Hive database of NFL play by play data.
The following explains each of the files involved:
NOTE: PlayByPlay Map-Reduce jobs are forks of code written by Jesse Anderson (https://github.com/eljefe6a/nfldata)
PLAYBYPLAYDRIVER.java: Java file that runs the Map Reduce job. Call both PLAYBYPLAYMAPPPER.java and PLAYBYPLAYREDUCER.java
PLAYBYPLAYMAPPER.java: Map Reduce mapping file. This file does most of the work in parsing the "description" key in the raw data, and building the new feilds for the output file.
PLAYBYPLAYREDUCER.java: Map Reduce reducer file.
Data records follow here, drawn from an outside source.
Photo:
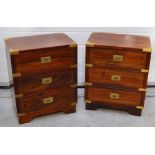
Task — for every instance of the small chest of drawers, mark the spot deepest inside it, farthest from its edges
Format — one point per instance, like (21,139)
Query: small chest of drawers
(44,73)
(117,67)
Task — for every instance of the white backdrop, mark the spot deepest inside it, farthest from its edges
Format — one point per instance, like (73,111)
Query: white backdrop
(80,35)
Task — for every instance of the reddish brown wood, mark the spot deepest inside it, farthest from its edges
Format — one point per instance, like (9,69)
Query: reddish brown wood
(30,89)
(100,53)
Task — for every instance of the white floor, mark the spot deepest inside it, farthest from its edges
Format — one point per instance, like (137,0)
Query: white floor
(82,118)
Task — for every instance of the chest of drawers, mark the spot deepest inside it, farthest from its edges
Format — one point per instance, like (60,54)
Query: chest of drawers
(44,71)
(117,67)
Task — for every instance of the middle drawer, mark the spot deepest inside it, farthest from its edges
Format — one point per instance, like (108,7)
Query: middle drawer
(122,78)
(41,83)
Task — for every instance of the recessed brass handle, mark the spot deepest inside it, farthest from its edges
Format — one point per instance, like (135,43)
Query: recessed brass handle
(48,100)
(115,77)
(45,59)
(47,80)
(118,58)
(114,96)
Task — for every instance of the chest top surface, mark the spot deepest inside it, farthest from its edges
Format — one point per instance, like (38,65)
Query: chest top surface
(119,40)
(39,41)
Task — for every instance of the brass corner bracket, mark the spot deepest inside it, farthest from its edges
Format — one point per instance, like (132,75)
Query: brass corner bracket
(147,49)
(73,66)
(89,65)
(88,84)
(16,75)
(88,101)
(13,52)
(89,44)
(142,89)
(73,45)
(139,107)
(144,70)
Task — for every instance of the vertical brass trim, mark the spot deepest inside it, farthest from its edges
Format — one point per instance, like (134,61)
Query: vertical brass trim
(89,44)
(139,107)
(147,50)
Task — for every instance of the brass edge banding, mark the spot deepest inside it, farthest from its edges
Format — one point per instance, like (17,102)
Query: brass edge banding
(88,101)
(19,95)
(16,75)
(73,45)
(89,65)
(22,114)
(89,44)
(73,104)
(147,50)
(73,66)
(139,107)
(142,89)
(73,85)
(88,84)
(144,70)
(13,52)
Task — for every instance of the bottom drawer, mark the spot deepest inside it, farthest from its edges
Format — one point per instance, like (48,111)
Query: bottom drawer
(112,96)
(46,100)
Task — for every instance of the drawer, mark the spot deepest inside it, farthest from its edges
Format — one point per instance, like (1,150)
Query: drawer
(116,77)
(112,96)
(128,59)
(41,83)
(37,62)
(43,100)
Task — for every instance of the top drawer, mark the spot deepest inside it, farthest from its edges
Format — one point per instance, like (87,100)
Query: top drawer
(122,58)
(43,61)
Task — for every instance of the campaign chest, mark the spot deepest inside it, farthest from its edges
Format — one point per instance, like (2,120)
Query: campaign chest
(44,71)
(117,67)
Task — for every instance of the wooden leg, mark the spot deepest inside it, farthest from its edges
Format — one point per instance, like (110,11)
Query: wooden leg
(24,118)
(91,107)
(136,112)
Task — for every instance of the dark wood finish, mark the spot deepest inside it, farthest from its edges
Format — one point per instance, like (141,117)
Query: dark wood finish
(48,74)
(127,74)
(116,77)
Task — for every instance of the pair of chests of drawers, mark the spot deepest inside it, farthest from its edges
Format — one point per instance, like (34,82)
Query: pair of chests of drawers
(45,78)
(116,76)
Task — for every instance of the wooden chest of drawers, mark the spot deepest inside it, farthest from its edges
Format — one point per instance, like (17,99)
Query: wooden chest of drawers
(117,69)
(44,73)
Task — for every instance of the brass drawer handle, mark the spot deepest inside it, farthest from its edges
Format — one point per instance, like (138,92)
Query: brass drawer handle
(48,100)
(45,59)
(115,77)
(114,96)
(117,58)
(47,80)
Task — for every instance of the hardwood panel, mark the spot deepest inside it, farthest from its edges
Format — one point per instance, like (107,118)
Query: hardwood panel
(116,77)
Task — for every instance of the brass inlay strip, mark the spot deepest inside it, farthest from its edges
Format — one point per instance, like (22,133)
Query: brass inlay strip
(22,114)
(144,70)
(19,95)
(89,65)
(73,104)
(139,107)
(73,66)
(13,52)
(73,85)
(88,84)
(73,45)
(88,101)
(16,75)
(89,44)
(147,50)
(142,89)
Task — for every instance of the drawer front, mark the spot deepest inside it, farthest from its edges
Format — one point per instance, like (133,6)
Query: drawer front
(114,96)
(42,83)
(116,77)
(136,60)
(32,63)
(45,100)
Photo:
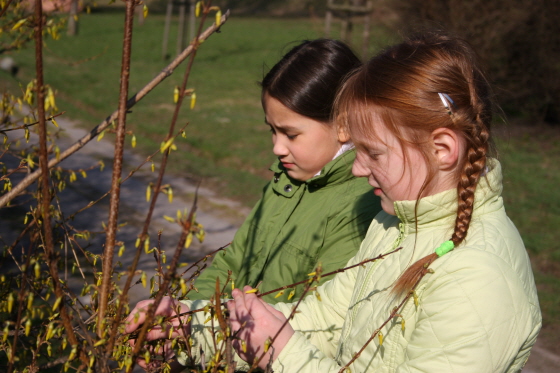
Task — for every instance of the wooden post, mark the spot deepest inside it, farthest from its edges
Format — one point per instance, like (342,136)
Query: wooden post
(168,12)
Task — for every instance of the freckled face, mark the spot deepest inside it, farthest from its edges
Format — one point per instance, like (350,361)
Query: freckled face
(303,145)
(383,162)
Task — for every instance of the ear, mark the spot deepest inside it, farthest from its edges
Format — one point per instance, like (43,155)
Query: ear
(447,146)
(343,135)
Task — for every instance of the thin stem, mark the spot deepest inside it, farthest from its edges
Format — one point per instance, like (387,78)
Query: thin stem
(108,252)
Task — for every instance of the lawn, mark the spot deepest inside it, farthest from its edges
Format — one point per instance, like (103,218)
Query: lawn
(227,144)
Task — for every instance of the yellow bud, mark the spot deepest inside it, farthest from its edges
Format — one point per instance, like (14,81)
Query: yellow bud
(170,194)
(188,241)
(165,145)
(193,100)
(10,302)
(267,344)
(57,303)
(218,18)
(201,234)
(37,269)
(30,301)
(50,331)
(73,353)
(143,279)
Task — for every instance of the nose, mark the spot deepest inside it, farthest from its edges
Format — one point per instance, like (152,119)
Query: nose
(279,147)
(358,168)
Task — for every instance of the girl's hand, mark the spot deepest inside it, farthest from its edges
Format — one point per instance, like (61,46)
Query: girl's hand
(254,323)
(168,307)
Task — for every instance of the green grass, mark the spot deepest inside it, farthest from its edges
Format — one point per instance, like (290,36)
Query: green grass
(227,144)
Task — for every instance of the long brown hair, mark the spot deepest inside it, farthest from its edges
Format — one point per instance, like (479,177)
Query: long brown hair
(402,86)
(307,78)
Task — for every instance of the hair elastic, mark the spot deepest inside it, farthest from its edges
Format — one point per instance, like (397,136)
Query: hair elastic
(447,101)
(444,248)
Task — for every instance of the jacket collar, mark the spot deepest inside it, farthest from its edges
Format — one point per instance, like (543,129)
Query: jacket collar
(441,209)
(336,171)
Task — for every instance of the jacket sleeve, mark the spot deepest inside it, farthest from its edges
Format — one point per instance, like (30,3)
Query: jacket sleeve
(346,230)
(475,315)
(232,259)
(318,324)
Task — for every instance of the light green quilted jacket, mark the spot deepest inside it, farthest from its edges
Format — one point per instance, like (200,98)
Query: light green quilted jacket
(478,311)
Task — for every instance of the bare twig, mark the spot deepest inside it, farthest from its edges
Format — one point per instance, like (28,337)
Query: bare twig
(108,252)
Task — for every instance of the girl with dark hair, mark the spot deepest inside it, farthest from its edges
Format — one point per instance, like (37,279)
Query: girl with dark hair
(314,211)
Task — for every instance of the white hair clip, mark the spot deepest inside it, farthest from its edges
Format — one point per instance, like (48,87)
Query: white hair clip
(447,101)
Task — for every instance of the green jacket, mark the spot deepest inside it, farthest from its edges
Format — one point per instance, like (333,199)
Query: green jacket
(477,312)
(293,228)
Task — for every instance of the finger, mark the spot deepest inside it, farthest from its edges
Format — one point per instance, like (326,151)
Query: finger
(273,310)
(137,316)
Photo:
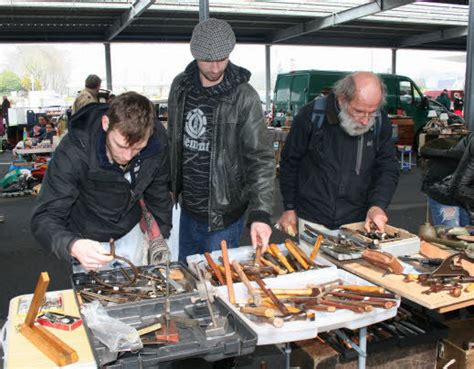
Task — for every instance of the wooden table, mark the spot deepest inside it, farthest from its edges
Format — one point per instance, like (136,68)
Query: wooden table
(20,353)
(442,302)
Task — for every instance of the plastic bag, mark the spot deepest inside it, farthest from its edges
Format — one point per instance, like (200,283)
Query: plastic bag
(113,333)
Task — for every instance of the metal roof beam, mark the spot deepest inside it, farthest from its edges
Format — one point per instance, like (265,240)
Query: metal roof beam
(344,16)
(128,17)
(425,38)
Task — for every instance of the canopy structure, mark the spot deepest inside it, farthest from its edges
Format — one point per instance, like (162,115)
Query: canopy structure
(383,23)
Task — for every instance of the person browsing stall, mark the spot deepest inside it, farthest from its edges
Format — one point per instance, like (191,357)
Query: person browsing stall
(112,157)
(222,162)
(338,165)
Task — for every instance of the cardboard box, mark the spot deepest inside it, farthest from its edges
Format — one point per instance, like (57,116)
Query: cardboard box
(406,244)
(456,346)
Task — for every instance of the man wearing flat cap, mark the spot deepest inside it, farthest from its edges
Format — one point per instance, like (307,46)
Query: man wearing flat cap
(222,162)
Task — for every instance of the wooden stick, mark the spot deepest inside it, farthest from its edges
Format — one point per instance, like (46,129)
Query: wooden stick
(228,273)
(50,345)
(215,269)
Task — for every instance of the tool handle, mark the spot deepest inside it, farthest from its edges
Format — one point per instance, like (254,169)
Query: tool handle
(358,288)
(272,296)
(215,269)
(290,291)
(292,250)
(275,268)
(317,245)
(356,309)
(259,311)
(277,253)
(228,272)
(243,277)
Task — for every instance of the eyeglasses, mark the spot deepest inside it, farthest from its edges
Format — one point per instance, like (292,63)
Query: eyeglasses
(362,114)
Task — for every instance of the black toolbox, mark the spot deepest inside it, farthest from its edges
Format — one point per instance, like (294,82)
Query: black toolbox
(192,317)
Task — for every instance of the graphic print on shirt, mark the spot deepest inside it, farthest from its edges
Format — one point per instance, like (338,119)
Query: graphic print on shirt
(195,127)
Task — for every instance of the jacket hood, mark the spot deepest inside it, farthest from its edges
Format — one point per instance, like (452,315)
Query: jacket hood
(86,122)
(233,76)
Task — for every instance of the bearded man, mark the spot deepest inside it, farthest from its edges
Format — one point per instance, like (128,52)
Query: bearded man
(339,163)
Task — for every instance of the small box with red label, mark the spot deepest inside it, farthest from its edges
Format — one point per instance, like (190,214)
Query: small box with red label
(59,321)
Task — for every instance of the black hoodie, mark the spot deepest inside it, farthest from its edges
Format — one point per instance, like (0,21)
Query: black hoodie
(84,196)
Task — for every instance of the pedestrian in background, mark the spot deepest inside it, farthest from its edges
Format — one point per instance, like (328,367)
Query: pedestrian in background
(222,162)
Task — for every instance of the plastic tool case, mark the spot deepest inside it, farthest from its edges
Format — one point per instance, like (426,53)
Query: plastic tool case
(191,316)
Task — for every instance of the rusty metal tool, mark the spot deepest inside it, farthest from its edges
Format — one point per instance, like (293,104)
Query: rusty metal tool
(228,273)
(129,280)
(377,302)
(50,345)
(275,267)
(215,269)
(278,254)
(243,277)
(339,305)
(360,288)
(259,311)
(218,326)
(317,245)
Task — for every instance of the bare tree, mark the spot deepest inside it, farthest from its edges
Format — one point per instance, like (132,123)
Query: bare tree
(42,63)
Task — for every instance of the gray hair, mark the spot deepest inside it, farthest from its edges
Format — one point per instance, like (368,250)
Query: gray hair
(346,88)
(93,81)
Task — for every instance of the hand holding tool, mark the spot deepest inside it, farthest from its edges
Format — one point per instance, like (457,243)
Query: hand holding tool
(293,250)
(215,269)
(278,254)
(228,273)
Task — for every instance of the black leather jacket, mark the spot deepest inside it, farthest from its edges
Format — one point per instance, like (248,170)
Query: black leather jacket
(460,185)
(332,178)
(242,168)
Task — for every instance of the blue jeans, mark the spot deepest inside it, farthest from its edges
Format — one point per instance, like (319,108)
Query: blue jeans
(447,215)
(195,238)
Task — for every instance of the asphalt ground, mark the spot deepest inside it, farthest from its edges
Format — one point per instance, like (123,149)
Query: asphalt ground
(22,259)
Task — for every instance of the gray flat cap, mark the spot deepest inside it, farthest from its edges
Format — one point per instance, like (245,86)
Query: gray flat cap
(212,40)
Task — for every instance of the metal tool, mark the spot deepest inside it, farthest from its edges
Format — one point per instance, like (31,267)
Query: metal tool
(218,325)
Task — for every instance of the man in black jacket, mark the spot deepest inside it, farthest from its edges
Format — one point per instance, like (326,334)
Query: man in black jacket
(342,168)
(112,157)
(222,162)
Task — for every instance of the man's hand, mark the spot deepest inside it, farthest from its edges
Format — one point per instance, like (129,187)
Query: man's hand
(90,254)
(376,216)
(260,235)
(288,222)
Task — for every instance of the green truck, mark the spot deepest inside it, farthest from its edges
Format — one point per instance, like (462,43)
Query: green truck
(297,88)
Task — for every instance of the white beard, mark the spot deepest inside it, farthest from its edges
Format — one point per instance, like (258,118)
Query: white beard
(350,126)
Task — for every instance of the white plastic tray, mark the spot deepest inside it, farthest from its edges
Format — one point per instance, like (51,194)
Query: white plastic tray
(243,253)
(300,330)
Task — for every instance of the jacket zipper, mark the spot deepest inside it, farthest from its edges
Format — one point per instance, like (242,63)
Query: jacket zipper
(360,149)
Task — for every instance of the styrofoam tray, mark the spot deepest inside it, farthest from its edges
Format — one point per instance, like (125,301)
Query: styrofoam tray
(243,253)
(300,330)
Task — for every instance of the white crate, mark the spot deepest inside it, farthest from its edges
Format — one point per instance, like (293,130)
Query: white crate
(300,330)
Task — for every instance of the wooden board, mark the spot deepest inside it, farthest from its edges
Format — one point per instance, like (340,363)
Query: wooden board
(20,353)
(441,301)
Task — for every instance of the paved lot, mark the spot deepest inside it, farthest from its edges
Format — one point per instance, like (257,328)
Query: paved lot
(22,259)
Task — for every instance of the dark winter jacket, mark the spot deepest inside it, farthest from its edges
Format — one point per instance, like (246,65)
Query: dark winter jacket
(459,187)
(242,168)
(332,178)
(85,196)
(439,159)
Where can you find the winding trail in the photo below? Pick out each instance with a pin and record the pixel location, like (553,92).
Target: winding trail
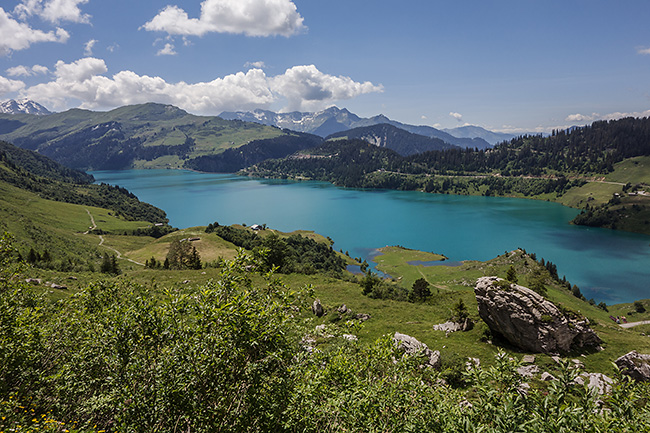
(633,324)
(101,241)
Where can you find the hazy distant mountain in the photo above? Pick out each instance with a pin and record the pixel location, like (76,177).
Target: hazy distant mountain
(391,137)
(471,131)
(147,135)
(333,120)
(25,106)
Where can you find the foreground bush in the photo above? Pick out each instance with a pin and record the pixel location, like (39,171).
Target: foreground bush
(224,357)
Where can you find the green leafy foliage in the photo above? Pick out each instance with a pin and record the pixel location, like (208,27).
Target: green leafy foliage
(223,357)
(294,253)
(232,160)
(52,181)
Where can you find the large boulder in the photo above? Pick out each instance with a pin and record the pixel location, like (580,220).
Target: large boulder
(412,346)
(317,308)
(529,321)
(635,365)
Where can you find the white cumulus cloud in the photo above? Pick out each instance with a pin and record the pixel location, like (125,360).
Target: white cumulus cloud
(167,50)
(582,117)
(8,86)
(259,65)
(85,81)
(88,47)
(16,36)
(307,88)
(249,17)
(457,116)
(54,11)
(26,71)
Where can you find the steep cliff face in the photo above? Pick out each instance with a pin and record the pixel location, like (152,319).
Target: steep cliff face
(529,321)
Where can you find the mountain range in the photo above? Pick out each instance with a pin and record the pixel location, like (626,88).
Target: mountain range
(24,106)
(334,120)
(384,135)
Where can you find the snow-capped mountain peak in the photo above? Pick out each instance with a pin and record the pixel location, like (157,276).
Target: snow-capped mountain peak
(26,106)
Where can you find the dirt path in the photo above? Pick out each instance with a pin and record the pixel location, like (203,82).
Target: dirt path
(101,241)
(633,324)
(92,221)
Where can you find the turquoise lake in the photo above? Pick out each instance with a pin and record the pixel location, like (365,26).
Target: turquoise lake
(607,265)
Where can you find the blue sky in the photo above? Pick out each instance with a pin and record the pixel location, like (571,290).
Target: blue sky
(510,65)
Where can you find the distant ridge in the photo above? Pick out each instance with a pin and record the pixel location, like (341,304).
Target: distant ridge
(472,131)
(23,106)
(334,120)
(391,137)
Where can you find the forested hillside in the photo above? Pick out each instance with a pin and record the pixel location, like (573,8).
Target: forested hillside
(391,137)
(148,135)
(528,166)
(233,160)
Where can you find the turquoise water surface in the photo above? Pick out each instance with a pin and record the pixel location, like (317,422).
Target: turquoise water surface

This file is responsible for looking at an entire game, and adding a few feilds to the end of each play (who won, who lost, winning score, losing score).
HIVEBUILD.hql This file builds the HIVE database. The main table is .playbyplay. which uses the MR output as a source. The other table created is .salaries. which uses a parses .csv file as a source
QUERYSET.hql A list of the various queries I ran to analyze the data that was presented in my paper and presentation.
ETL.sh Shell script file that runs full job. Assumes one has hadoop/hdfs running and has the noted BASEDIR created. One must also creat /usr/hive/warehouse in order to build new tables in HIVE.